Quando saí do carro, o cara ainda estava se recompondo. Fiquei encostado no meu Audi, para ele desconfiar que eu queria destrocar. Se o cara quisesse uma segunda, que usasse sua loira falsa. Eu queria Lígia de volta, queria trocar algumas palavras com ela, ter certeza de que ela também queria voltar para a casa e para a rotina social que ela tanto amava.
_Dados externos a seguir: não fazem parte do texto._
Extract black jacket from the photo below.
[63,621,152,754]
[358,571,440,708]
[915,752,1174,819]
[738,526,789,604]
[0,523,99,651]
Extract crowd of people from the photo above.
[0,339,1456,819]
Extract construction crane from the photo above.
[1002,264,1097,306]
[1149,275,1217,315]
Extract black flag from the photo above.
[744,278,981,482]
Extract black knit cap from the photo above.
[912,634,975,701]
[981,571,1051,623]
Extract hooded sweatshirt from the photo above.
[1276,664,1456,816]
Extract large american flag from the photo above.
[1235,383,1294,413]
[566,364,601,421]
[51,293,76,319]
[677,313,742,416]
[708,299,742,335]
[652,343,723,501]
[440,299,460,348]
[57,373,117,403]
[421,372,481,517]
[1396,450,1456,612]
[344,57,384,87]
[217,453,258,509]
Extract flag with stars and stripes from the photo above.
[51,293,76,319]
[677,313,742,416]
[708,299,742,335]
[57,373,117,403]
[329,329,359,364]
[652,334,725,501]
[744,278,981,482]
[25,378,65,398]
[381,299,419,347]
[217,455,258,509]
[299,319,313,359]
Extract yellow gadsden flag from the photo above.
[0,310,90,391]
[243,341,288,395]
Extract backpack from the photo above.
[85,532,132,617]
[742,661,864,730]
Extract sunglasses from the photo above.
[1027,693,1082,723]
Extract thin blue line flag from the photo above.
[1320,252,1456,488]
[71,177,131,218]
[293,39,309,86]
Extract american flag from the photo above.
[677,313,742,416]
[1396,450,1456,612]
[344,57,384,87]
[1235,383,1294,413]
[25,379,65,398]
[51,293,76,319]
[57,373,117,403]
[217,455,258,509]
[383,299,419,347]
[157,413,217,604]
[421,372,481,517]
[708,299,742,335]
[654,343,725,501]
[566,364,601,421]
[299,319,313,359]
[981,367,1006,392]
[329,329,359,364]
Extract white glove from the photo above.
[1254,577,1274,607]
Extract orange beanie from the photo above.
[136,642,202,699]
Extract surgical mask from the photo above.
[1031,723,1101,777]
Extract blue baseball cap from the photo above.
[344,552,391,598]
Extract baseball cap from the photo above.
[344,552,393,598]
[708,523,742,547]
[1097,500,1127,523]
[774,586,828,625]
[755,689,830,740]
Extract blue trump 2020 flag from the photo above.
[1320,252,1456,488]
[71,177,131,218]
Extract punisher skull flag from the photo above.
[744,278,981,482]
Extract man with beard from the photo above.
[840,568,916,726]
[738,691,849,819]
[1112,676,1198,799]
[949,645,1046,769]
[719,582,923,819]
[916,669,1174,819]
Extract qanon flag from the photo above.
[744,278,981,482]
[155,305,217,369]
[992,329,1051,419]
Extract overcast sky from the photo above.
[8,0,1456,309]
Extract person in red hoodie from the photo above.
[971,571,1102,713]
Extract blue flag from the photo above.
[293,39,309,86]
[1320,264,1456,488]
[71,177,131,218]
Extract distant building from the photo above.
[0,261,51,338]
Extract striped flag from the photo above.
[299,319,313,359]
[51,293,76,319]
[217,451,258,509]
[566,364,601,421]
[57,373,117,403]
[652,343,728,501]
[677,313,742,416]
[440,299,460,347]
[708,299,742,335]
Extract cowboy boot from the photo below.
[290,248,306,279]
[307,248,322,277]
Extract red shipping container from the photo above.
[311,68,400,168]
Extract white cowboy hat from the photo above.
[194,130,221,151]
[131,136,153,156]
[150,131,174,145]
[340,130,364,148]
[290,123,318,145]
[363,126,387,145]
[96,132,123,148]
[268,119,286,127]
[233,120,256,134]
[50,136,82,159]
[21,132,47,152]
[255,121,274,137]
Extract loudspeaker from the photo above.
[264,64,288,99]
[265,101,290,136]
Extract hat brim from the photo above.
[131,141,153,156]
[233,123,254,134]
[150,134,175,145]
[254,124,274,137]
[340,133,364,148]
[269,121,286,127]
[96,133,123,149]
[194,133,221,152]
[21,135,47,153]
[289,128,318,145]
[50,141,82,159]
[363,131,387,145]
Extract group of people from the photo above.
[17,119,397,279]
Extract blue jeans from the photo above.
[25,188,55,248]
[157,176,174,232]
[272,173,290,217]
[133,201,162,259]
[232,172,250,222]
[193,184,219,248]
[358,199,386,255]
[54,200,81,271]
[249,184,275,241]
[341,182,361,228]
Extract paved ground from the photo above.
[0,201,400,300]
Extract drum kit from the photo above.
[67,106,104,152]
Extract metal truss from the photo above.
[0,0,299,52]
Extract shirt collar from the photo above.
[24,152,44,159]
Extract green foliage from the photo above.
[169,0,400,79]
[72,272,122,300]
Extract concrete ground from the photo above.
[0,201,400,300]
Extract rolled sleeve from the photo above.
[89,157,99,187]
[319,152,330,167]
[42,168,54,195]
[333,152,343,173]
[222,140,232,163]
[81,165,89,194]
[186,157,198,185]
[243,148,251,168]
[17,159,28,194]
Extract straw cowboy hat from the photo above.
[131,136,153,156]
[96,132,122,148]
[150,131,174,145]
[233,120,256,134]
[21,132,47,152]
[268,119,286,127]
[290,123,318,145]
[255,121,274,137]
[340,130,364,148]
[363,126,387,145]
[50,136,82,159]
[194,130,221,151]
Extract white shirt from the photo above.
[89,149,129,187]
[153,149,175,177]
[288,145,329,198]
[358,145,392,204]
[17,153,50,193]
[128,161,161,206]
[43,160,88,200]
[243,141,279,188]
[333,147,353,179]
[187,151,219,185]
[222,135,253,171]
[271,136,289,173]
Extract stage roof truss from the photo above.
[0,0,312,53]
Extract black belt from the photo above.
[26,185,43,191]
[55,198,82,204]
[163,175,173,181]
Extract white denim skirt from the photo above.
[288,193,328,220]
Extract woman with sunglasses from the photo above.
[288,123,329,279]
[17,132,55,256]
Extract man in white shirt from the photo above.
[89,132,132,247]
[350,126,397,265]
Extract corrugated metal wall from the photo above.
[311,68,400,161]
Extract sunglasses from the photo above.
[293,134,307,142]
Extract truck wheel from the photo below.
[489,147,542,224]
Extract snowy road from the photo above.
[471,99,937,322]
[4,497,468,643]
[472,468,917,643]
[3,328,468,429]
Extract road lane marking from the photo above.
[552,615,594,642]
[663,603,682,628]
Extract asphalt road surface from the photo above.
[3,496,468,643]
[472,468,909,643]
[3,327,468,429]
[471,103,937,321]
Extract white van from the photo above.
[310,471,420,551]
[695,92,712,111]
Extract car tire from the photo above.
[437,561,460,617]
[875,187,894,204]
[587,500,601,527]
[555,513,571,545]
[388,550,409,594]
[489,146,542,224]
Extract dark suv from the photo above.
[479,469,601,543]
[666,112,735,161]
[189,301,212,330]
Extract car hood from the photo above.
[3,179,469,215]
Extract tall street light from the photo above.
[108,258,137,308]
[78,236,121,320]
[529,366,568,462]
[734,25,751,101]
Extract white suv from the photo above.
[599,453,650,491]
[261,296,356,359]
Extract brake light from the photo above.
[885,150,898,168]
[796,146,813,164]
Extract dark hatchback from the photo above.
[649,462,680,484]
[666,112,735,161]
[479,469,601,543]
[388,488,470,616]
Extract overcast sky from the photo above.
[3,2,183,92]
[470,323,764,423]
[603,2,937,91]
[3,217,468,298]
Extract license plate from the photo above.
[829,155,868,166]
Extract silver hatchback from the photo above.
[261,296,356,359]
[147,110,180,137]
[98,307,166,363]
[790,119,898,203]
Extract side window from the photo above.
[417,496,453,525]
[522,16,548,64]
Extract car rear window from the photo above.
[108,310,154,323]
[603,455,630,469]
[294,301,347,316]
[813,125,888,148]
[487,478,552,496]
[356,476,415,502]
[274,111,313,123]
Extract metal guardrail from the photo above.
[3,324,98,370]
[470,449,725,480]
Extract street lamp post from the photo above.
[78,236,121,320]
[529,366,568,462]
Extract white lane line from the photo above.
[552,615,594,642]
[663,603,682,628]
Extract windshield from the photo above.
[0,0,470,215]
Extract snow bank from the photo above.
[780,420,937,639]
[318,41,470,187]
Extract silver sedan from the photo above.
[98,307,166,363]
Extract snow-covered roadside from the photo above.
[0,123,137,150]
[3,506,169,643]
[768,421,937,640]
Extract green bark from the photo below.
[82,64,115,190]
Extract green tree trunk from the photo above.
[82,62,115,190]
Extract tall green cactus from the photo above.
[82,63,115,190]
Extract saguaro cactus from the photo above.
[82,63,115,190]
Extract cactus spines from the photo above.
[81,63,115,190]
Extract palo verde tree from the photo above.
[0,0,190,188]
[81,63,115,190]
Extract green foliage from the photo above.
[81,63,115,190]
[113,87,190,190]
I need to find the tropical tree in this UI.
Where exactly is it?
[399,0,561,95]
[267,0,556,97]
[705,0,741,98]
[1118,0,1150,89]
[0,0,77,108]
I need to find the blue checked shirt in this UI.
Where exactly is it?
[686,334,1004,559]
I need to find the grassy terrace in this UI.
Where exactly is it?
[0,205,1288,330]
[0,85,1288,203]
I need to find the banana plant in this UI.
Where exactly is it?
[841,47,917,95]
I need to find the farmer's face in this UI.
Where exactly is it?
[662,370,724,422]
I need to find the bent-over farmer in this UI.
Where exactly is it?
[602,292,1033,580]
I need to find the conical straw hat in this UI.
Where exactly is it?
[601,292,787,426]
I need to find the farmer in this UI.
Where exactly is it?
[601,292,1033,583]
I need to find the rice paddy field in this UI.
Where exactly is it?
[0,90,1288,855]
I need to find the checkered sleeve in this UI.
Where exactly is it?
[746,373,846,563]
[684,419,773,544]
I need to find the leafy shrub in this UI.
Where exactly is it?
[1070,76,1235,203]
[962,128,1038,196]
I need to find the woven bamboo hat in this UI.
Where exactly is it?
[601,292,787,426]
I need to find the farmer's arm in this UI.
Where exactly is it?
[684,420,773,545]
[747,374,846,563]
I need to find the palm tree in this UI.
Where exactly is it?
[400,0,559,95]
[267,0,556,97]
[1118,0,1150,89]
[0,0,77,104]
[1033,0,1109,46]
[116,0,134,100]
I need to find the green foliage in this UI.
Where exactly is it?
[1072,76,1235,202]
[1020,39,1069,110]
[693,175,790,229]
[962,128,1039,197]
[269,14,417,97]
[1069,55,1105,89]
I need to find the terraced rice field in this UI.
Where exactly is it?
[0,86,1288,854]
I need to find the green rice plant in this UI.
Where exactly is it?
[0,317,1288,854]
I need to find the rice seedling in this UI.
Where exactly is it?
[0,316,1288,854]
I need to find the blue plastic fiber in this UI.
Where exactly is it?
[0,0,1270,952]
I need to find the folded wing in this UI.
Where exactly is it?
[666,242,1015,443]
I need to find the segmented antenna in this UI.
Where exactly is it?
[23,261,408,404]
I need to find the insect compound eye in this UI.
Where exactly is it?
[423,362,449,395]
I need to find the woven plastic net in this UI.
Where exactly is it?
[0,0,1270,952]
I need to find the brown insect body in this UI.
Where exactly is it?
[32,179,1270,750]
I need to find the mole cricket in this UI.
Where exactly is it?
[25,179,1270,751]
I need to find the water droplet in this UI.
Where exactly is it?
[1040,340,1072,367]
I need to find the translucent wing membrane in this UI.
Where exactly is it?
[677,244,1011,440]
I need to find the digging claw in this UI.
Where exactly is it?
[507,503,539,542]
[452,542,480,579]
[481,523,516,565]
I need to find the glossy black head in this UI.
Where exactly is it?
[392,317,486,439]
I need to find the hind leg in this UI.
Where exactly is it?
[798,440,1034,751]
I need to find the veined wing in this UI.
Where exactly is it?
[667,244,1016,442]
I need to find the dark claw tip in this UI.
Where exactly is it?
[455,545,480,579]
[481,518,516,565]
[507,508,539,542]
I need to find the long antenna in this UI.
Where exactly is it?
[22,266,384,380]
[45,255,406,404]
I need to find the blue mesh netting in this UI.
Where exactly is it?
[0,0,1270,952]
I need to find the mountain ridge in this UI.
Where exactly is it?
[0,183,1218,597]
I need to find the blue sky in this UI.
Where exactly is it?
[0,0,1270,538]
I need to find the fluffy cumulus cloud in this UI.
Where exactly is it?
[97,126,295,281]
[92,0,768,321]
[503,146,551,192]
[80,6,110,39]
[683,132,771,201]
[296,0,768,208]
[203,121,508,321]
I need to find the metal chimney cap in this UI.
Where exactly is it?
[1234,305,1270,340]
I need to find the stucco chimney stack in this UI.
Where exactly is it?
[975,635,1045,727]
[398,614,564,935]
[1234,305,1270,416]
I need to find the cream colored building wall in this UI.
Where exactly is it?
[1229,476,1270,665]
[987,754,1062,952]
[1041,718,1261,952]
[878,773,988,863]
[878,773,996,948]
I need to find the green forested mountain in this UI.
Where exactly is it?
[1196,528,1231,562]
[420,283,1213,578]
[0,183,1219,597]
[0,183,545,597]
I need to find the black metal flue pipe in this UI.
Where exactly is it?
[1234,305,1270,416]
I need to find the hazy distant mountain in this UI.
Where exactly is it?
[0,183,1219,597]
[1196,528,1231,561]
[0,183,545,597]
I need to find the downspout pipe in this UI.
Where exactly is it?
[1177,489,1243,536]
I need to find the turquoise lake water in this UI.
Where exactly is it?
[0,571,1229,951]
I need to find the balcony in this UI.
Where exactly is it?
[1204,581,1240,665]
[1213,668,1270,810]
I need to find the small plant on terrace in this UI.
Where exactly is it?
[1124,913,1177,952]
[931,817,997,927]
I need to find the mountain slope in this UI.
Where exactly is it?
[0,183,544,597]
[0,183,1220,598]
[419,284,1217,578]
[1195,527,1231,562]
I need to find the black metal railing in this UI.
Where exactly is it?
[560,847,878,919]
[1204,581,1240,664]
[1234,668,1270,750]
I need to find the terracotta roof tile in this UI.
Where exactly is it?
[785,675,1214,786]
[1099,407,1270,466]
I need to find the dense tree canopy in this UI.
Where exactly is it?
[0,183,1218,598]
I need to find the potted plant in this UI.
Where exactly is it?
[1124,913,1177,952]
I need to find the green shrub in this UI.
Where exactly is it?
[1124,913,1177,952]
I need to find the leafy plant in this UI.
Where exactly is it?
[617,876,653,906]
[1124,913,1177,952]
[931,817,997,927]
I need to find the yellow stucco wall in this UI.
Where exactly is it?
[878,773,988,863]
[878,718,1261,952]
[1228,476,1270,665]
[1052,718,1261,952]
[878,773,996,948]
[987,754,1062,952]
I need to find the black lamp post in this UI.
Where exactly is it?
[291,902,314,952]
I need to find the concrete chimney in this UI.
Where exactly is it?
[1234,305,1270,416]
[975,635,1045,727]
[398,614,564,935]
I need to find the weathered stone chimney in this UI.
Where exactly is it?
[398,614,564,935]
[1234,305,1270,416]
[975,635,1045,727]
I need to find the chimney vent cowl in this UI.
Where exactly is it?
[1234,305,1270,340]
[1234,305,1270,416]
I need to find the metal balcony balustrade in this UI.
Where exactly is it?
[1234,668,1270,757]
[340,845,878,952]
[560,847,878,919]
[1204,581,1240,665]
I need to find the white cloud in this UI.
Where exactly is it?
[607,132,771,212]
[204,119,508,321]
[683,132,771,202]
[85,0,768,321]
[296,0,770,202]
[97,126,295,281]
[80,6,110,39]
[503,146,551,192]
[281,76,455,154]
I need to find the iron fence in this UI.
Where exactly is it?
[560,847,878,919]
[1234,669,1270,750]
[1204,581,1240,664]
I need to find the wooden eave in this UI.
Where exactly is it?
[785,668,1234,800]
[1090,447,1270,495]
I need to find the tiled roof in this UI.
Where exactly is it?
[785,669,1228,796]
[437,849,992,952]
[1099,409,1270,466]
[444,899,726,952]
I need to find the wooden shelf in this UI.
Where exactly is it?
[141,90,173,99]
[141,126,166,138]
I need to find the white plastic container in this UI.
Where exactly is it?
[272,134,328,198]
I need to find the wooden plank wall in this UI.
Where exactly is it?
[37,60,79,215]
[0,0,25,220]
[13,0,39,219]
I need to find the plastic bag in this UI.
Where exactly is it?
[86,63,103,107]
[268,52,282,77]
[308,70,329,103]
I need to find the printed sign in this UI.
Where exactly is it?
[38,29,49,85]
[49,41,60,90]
O cara saiu do carro e eu entrei enquanto ela ainda se vestia. Ele tinha uma expressão de satisfação e escárnio. Senti não apenas que ele tinha se deliciado, mas também que me achava um imbecil, um completo idiota por ter dado a namorada para a satisfação de outro. Senti novamente alguma raiva de mim, mas ela veio branda, já controlada pela clareza nítida do arrependimento. Fiz apenas um aceno de cabeça para o cara, e entrei no carro, lacônico. Lígia colocava as sandálias de forma lenta e silenciosa. Senti que ela ainda não queria conversar, e ficou assim por algum tempo. Fiquei dirigindo a esmo pela cidade, antes de levá-la para casa. Não queria deixá-la sem ter certeza de que ela também estava arrependida. Mas aquilo estava me cansando e tomei o caminho da casa dela. Só quando parei o carro ela resolveu falar.

— Está satisfeito?!?

Pelo tom de voz eu percebi que ela estava profundamente aborrecida comigo — e fiquei aliviado. Ela ia me odiar por alguns dias, ia fazer alguma vingancinha boba, depois ia me perdoar. Em pouco tempo nossas vidas voltariam ao normal, com a diferença de que agora eu já gostava mais dessa normalidade, já enxergava na simplicidade e no pudor de Lígia uma beleza misteriosa que eu sabia que não queria perder.

— Sim, amor. Estou satisfeito.

Ela me olhou interrogativa. Senti que eu lhe devia mesmo alguma explicação.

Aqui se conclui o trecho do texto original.